Die Beziehung zwischen Elizabeth und dem Lord Essex war bestens geeignet, um den Menschen Elizabeth aus staatspolitischen Intrigen, weltpolitischen Entscheidungen und höfischem Brimborium heraus zu filtern. Sie war eine eigenwillige Person, unberechenbar und exzentrisch, die heuchelte, kleinkrämerisch aber auch großzügig sein konnte. Die moderne Forschung glaubt herausgefunden zu haben, dass gerade das breite Spektrum ihrer Eigenschaften und die daraus resultierenden, nicht selten überraschenden Entscheidungen ihre eigentliche Stärke war. Dies bleibe dahingestellt. Viel erstaunlicher ist allerdings das Frauenbild, das Margit Carls nicht nur textlich hinterlegte, sondern auch trefflich darbot. Elizabeth war durchaus anfällig für die Testosteronausdünstungen der sie umgebenden "schmucken Schwertträger". Die Geschichte ihrer Jungfräulichkeit wäre heute vielleicht noch für die Boulevardpresse tauglich, wenn diese sich überhaupt für Geschichte interessieren würde. Gerade Lord Essex, ein ziemlicher Filou und Draufgänger, hatte es ihr angetan. Zigtausende von Pfund Stirling warf sie dem Verschwendungssüchtigen in den Rachen. Er war keiner, auf den sie bauen konnte. Als er sich schließlich gegen sie gewandt hatte, um sie zu entmachten, zögerte Elizabeth keinen Augenblick, ihn auszulöschen.

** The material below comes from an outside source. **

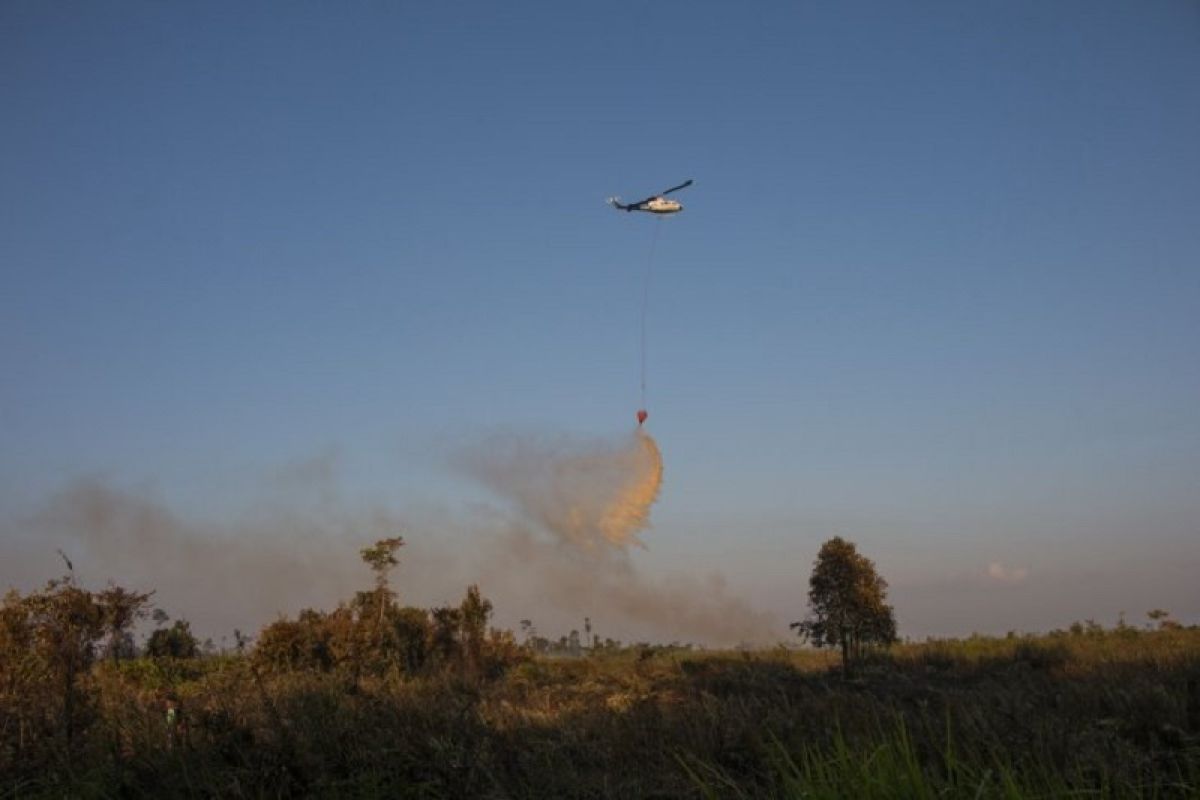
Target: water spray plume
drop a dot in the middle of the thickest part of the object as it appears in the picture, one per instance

Dem politischen Gebot, die Thronnachfolge zu sichern, trat sie entschieden entgegen, denn sie wusste, dass ein Mann an ihrer Seite sie letztlich zum "Hausfrauendasein" verdammen würde. Sie erklärte England zu ihrem Gemahl und die Bürger zu ihren Kindern. "Da mir die öffentliche Aufgabe auferlegt worden ist, das Königreich zu regieren, möchte es als ein Akt gedankenloser Torheit erscheinen, wenn ich auch noch die Sorgen des Ehestandes auf mich zöge" (Elizabeth I. 1559 vor dem Parlament) Sie zog die Pflicht dem Zwang vor: "Heiraten muss niemand, aber sterben..."
Regisseurin Eos Schopohl schuf eine Inszenierung, die auf engstem Raum, gestaltet von Harald Hajek, eine menschliche Tragödie ebenso sichtbar machte wie weltpolitische Vorgänge. Karges Mobiliar, gerade genug, um die eine oder andere intime Szene blühen zu lassen, erweiterten die Spielmöglichkeiten. Hinter einer Jalousie, per Video auf selbige projiziert, die weltpolitischen Kämpfe in der Person Philipp des II., König von Spanien, in dessen Reich seiner Zeit die Sonne nicht unterging. Innenpolitische Vorgänge wurden per Video auf den Bühnenboden geworfen und es hatte den Anschein, als stiegen sie aus den Urgründen politischer Verworfenheit auf.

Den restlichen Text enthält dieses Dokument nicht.